À 17 ans, il avait l'air d'en avoir 12. Un sourire désarmant de petit garçon. " J'y comprends rien ! " répétait-il. Au début, nous le prenions vraiment pour un demeuré...
L'école, il l'a fréquentée sporadiquement, puisqu'il était tout le temps malade. Sa mère, une petite bonne femme avec un fort accent italien, nous avait prévenus : son Petit, c'était un Cas Spécial, elle avait passé son temps à le mener aux Spécialistes. Qu'il mette ses appareils, surtout, sinon il n'entend rien, ça le fatigue, ça le rend nerveux...
André, l'idiot de la classe, l'enfant attardé, retardé, perdu. Celui qui " n'y comprenait rien ", jamais, qui nous épuisait, nous exaspérait à force de réclamer sans arrêt notre attention, notre aide, notre sollicitude... André dont tout le monde de moquait, toujours... André la calamité !
Je me souviens du moment précis où nous nous sommes aperçus qu'il n'était pas idiot. Les jeunes devaient fabriquer une boîte en carton, une sorte de classeur pour ranger leurs papiers. C'était toute une affaire : ils ne comprenaient pas, n'arrivaient pas, nous demandaient sans cesse des explications, de l'aide.
André, lui, ne demandait rien. Silencieux pour une fois, affairé, il mesurait, prévoyait, dessinait, découpait, collait... Il avait compris du premier coup !
Sa fierté, quand nous l'avons félicité, cité en exemple devant tous les autres !
André était idiot devant une feuille de papier, une consigne théorique, un exercice de type scolaire. Il devenait intelligent chaque fois qu'il fallait fabriquer, réparer quelque chose, se servir d'outils, s'attaquer à la matière... !
Il a trouvé lui-même tous ses stages en entreprise, il les a tous fait jusqu'au bout – même un stage en boulangerie, loin de chez lui, où il travaillait la nuit. Ses patrons ont toujours été très satisfaits de lui. Il a appris à lire un plan, à circuler tout seul dans la ville, à s'adresser aux gens, à expliquer ce qu'il voulait...
Nous ne manquions pas de le féliciter. Quand on lui faisait des compliments, devant les autres, il y avait toujours un instant de flottement dans son regard, comme s'il se demandait si c'était vraiment À LUI qu'on s'adressait, ou si on n'était pas en train de le mettre en boîte. Puis il se mettait littéralement à rayonner...
Il a rapidement renoncé à son rôle d'idiot de la classe.

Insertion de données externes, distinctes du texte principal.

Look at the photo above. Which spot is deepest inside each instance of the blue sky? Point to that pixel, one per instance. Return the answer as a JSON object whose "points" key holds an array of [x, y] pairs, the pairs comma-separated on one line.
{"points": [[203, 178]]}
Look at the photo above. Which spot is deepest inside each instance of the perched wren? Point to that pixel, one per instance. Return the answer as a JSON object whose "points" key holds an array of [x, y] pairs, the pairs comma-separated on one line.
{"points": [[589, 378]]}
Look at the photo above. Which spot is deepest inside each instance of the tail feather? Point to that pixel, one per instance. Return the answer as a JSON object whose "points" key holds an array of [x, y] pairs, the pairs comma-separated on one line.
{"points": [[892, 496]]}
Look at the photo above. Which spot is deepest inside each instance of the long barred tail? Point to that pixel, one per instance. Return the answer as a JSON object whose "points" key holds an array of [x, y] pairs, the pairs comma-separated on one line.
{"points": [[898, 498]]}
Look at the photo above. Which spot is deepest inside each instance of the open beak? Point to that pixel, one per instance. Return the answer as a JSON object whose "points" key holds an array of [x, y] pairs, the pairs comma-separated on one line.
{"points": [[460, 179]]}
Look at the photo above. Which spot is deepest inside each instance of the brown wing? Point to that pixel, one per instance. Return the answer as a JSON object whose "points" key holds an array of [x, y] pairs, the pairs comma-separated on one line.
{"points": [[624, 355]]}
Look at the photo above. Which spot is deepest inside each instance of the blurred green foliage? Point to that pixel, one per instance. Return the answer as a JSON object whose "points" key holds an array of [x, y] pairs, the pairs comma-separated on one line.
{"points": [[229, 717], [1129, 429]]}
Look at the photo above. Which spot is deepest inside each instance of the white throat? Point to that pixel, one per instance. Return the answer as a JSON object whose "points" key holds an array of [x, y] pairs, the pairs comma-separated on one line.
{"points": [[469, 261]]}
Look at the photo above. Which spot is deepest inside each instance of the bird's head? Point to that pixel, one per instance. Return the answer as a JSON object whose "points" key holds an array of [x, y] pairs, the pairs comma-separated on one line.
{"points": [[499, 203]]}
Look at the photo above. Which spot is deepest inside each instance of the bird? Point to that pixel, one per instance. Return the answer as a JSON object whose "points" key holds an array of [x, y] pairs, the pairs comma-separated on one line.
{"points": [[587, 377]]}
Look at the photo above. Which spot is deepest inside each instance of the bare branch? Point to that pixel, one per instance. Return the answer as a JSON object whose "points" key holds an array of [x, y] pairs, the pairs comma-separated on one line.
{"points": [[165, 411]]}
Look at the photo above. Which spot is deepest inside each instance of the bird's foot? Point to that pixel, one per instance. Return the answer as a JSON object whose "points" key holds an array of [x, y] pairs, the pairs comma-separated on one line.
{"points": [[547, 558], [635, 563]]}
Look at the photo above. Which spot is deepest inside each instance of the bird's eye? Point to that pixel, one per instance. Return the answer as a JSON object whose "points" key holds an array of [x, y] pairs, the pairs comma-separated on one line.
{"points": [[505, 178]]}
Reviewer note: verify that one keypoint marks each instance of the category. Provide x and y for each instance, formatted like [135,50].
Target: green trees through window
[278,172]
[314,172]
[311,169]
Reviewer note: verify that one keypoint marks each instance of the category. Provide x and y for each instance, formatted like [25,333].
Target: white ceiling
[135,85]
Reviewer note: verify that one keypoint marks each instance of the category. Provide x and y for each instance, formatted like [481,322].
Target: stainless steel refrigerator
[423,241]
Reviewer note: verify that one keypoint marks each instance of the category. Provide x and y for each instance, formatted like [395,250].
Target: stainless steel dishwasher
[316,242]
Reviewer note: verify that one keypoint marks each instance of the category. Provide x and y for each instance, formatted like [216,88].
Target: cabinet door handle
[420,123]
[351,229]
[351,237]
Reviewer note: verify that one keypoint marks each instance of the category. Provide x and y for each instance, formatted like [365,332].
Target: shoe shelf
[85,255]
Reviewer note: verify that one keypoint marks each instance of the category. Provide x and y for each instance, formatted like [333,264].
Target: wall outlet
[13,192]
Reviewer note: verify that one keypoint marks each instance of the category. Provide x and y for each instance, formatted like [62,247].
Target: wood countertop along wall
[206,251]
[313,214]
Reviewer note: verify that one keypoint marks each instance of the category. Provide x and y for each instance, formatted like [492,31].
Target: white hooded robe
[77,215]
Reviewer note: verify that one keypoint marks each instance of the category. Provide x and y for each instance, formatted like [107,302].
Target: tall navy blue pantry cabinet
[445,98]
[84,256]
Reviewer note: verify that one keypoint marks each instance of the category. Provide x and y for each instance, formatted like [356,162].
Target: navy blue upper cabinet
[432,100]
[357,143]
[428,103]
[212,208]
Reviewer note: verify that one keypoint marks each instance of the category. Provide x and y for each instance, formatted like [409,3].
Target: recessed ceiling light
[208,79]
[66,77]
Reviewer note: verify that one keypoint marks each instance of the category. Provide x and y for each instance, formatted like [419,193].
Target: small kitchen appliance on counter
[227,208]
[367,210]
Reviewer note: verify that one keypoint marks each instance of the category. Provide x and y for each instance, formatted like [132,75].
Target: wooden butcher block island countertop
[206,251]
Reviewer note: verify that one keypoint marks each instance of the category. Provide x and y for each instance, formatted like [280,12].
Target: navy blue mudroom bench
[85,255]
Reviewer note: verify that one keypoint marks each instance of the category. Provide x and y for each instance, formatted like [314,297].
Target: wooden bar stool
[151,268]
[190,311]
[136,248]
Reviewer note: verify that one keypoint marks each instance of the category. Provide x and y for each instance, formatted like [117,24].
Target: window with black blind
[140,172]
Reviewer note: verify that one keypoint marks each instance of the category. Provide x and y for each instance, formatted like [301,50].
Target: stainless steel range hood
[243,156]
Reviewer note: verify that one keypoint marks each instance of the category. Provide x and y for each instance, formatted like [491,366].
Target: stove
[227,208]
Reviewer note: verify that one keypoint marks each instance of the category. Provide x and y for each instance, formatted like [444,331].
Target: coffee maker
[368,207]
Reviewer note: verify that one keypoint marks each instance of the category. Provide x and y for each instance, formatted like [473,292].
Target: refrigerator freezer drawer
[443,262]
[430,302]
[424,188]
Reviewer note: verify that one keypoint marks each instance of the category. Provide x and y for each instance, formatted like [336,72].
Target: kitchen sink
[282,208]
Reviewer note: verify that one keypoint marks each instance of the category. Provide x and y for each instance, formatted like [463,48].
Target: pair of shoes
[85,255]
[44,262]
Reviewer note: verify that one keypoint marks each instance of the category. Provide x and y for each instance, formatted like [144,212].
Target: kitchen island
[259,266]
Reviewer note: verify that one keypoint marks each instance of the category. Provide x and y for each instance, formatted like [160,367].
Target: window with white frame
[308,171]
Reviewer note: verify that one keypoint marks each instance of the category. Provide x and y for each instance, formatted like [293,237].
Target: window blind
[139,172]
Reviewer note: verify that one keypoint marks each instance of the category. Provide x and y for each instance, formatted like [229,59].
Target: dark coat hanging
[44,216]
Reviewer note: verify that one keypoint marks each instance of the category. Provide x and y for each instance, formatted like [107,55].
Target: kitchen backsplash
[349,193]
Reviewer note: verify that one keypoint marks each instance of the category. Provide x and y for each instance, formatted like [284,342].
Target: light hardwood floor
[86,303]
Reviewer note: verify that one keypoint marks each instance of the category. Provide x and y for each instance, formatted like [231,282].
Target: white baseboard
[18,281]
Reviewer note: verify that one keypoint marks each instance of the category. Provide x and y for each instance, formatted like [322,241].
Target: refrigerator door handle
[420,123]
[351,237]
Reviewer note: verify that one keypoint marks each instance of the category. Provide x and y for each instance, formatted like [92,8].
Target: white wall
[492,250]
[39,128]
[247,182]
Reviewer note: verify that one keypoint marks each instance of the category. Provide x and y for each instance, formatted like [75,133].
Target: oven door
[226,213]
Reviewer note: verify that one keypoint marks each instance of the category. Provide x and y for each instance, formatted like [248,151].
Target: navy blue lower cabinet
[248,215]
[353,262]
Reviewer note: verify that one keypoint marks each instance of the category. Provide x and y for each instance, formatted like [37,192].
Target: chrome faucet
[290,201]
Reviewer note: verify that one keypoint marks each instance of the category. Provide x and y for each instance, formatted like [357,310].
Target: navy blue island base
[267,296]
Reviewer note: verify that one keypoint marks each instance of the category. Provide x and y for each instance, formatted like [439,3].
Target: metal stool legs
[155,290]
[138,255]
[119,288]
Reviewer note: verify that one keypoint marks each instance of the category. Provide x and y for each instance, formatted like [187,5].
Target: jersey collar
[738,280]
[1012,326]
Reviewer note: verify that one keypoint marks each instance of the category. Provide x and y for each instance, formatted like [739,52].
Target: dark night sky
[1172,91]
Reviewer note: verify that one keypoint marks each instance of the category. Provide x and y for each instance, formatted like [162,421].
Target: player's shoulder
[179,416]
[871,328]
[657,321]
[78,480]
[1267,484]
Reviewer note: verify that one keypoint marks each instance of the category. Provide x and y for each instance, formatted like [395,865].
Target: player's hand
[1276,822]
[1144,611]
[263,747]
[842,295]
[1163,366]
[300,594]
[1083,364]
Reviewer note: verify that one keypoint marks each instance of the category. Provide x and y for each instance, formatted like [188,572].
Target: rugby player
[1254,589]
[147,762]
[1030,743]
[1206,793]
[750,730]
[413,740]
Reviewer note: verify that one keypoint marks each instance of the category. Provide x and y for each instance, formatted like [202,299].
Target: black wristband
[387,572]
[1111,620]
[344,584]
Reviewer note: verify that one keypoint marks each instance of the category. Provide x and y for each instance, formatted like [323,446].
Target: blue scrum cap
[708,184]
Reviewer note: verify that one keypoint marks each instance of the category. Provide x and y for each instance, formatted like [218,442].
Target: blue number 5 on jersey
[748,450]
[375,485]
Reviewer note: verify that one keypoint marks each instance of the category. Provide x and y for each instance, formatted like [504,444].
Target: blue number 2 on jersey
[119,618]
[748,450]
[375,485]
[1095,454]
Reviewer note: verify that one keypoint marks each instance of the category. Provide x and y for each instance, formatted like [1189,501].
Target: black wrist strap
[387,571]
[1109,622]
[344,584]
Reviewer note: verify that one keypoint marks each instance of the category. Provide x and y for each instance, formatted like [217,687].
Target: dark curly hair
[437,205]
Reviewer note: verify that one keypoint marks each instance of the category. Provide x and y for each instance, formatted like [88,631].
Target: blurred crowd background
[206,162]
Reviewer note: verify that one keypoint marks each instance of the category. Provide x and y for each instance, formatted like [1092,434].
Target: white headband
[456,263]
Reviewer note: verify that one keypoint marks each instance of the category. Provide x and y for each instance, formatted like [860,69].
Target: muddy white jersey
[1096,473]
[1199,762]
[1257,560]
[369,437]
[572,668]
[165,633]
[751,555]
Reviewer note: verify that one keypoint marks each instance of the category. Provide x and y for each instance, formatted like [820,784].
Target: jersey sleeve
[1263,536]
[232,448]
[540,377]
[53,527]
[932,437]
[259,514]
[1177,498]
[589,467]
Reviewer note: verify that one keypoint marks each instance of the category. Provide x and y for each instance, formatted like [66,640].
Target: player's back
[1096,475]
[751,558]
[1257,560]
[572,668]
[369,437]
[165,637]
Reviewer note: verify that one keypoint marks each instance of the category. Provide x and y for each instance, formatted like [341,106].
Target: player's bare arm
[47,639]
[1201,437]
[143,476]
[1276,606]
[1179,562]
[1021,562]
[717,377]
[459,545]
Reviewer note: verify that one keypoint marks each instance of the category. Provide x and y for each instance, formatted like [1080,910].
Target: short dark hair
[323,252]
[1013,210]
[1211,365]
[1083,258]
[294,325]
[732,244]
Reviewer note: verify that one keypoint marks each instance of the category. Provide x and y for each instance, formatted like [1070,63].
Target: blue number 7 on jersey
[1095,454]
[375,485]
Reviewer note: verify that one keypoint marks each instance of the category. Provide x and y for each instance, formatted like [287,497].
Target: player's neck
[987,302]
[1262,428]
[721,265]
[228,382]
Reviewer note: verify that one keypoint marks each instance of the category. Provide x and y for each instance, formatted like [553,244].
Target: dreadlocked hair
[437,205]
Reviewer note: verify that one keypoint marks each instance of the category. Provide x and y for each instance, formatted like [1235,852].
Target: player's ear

Et les autres ont cessé de se moquer de lui. Quand j'ai annoncé à la mère que son fils avait changé, qu'il avait fait des progrès énormes, et qu'un employeur était prêt à le prendre en apprentissage, elle a dit : " Ce n'est pas possible, avec ses oreilles, il ne peut pas travailler ! "
Nous avions oublié cette histoire de surdité : dans le stage, et sans ses appareils, il entendait fort bien. Quand je le lui ai dit, la mère d'André, elle a explosé, furieuse : "Comment ça, il n'était pas sourd ! Est-ce qu'elle ne le connaissait pas mieux que nous ? Est-ce qu'elle ne vivait pas avec lui, depuis toujours ? Et les Spécialistes, alors, ils s'étaient trompés, peut-être ? Certes, il peut faire illusion, il FAIT SEMBLANT d'entendre, il lit sur les lèvres. Des gens ignorants, qui ne sont pas sa mère, peuvent croire qu'il entend, mais en réalité, il est sourd ! Il est sourd ! Non mais ! Prétendre non seulement que le Petit il a grandi, mais encore qu'il entend, c'est un comble, une énormité, un scandale ! "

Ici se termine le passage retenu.